Download or read book Curt Richter written by Jay Schulkin and published by JHU Press. This book was released on 2020-03-03 with total page 208 pages. Available in PDF, EPUB and Kindle. Book excerpt: In the first half of the twentieth century, psychology was a discipline in search of scientific legitimacy. Debates raged over how much of human and animal behavior is instinctive and how much is learned, and how behavior could be quantified accurately. At the Johns Hopkins University's new Phipps Psychiatric Clinic, Curt P. Richter stood aside from these heated theoretical arguments, choosing instead to apply his data-collection methods, innovative measurement techniques, playful sense of exploration, and consummate surgical skill to laboratory examinations of the biological basis of behavior. From identifying the biological clocks that govern behavior and physiology to observing the self-regulation of nutrient levels by the body, the cyclical nature of some mental illnesses, and the causes of hopelessness, Richter's wide-ranging discoveries not only influenced the burgeoning field of psychobiology and paved the way for later researchers but also often had implications for the treatment of patients in the clinic. At the time of his death in 1988, Richter left behind a massive collection of laboratory data. For this book, Jay Schulkin mined six decades of Richter's archived research data, personal documents, and interviews to flesh out an engaging portrait of a "laboratory artisan" in the context of his work.

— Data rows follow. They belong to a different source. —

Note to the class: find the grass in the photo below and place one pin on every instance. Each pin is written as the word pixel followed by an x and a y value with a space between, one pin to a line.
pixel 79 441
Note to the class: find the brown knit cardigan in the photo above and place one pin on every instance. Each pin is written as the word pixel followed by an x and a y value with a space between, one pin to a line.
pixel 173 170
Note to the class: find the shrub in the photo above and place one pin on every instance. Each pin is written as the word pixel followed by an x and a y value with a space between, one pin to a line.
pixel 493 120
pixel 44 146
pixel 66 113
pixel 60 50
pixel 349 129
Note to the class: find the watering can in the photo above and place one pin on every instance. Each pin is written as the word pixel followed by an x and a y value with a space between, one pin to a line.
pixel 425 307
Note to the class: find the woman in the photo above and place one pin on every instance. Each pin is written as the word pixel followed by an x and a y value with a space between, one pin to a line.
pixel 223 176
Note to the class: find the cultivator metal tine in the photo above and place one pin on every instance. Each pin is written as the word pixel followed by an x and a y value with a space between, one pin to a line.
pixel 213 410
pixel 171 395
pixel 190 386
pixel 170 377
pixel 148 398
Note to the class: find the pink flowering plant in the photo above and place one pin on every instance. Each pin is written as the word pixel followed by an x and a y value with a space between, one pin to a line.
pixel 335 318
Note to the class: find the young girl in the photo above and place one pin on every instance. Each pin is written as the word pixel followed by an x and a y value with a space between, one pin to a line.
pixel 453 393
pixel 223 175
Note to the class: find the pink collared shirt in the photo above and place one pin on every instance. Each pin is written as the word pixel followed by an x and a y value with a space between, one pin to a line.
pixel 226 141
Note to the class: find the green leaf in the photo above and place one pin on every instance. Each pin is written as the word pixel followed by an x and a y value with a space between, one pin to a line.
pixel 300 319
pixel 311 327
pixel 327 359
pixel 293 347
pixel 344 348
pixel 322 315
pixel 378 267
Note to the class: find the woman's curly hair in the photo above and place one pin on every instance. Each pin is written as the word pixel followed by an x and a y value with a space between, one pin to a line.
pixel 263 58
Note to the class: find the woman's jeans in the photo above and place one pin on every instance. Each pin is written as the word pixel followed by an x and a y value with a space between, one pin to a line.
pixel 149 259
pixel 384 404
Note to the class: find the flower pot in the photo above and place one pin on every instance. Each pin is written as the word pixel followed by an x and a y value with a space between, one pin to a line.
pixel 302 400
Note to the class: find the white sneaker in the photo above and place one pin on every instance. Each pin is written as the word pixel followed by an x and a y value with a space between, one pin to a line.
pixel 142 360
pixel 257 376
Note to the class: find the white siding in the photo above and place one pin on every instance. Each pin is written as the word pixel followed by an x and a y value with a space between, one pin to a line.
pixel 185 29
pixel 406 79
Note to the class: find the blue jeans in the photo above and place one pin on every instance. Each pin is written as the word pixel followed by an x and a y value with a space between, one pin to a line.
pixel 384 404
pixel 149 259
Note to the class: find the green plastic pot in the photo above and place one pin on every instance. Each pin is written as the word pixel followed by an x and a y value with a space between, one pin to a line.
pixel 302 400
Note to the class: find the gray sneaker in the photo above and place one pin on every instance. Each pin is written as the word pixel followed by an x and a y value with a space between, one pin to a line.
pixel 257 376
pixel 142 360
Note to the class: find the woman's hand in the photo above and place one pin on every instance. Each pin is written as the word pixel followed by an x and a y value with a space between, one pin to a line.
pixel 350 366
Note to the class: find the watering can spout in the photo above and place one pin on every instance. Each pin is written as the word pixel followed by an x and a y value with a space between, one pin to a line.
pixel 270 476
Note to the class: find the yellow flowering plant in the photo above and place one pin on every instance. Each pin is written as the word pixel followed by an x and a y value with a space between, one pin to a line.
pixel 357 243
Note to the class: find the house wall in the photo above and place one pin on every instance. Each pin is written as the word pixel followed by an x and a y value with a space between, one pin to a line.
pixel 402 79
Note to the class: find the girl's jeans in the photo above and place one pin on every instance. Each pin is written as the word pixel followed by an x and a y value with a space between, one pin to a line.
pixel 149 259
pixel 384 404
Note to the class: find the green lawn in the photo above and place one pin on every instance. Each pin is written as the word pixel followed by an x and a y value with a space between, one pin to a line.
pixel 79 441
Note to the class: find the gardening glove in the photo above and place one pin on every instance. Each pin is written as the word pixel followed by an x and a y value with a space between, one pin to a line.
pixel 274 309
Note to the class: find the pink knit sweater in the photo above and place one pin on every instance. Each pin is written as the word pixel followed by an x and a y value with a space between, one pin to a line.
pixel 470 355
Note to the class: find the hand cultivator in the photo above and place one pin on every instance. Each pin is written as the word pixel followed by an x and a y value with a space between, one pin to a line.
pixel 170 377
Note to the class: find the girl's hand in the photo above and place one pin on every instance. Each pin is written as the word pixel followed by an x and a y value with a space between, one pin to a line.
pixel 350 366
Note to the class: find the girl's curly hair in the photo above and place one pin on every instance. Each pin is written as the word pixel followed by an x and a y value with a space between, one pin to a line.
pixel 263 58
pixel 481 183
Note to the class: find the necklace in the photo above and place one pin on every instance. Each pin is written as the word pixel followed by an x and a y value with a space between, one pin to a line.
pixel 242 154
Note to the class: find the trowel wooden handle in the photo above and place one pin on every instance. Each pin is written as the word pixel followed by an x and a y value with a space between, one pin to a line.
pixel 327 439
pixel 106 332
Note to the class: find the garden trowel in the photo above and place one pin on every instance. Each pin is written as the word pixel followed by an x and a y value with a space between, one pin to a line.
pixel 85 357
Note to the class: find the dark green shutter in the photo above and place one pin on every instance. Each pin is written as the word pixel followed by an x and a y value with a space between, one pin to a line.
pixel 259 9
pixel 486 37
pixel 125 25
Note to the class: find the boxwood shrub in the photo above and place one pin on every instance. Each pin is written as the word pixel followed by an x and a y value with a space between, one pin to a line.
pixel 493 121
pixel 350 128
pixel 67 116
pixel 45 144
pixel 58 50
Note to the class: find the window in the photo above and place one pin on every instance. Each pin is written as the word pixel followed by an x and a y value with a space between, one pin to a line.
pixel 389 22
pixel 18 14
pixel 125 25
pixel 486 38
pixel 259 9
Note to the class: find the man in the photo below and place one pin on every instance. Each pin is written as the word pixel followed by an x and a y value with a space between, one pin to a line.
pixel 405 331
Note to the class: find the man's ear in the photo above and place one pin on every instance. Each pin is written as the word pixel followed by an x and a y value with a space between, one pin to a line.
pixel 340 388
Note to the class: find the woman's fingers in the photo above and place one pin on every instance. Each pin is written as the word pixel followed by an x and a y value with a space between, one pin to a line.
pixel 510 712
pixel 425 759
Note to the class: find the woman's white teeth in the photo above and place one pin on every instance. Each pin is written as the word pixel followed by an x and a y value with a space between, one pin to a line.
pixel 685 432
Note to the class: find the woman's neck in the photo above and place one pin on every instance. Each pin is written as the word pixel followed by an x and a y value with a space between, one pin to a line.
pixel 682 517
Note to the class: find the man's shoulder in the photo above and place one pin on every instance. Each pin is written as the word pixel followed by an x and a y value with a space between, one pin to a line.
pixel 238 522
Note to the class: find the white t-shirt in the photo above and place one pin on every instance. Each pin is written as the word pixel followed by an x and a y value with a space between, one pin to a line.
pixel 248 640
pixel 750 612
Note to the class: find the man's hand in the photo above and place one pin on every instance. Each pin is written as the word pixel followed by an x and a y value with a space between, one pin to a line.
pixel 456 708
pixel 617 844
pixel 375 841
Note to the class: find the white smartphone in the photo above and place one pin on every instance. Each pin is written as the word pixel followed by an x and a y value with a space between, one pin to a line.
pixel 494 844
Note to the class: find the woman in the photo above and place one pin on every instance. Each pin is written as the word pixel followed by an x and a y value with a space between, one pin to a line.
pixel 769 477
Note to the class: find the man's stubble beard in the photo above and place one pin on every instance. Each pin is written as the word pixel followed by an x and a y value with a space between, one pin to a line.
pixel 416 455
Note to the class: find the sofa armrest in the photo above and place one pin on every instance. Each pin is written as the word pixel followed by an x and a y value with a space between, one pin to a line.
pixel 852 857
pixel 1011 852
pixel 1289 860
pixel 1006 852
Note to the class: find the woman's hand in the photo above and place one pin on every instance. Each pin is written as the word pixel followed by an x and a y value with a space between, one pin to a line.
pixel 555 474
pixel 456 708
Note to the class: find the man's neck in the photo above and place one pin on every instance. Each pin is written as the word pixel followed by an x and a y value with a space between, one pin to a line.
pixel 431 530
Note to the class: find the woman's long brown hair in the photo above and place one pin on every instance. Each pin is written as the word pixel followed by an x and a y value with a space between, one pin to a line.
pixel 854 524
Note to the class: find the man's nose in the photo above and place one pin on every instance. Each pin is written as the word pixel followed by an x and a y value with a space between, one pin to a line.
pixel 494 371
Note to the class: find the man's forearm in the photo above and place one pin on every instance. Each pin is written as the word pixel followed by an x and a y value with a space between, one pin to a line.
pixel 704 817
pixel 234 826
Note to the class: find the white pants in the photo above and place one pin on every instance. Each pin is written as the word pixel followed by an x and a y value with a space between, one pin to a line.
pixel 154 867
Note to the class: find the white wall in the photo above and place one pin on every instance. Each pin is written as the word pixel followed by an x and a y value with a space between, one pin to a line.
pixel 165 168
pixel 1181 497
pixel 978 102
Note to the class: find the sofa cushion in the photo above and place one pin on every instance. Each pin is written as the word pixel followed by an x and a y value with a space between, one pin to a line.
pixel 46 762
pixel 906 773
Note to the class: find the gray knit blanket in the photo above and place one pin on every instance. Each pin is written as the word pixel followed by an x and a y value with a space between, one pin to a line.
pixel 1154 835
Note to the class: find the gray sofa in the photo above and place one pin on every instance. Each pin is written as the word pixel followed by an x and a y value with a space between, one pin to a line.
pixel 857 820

Book Synopsis The SAGE Encyclopedia of Theory in Psychology by : Harold L. Miller, Jr.
Download or read book The SAGE Encyclopedia of Theory in Psychology written by Harold L. Miller, Jr. and published by SAGE Publications. This book was released on 2016-01-05 with total page 1173 pages. Available in PDF, EPUB and Kindle. Book excerpt: Drawing together a team of international scholars, The SAGE Encyclopedia of Theory in Psychology examines the contemporary landscape of all the key theories and theorists, presenting them in the context needed to understand their strengths and weaknesses. Key features include: · Approximately 300 signed entries fill two volumes · Entries are followed by Cross-References and Further Readings · A Reader′s Guide in the front matter groups entries thematically · A detailed Index and the Cross-References provide for effective search-and-browse in the electronic version · Back matter includes a Chronology of theory within the field of psychology, a Master Bibliography, and an annotated Resource Guide to classic books in this field, journals, associations, and their websites The SAGE Encyclopedia of Theory in Psychology is an exceptional and scholarly source for researching the theory of psychology, making it a must-have reference for all academic libraries.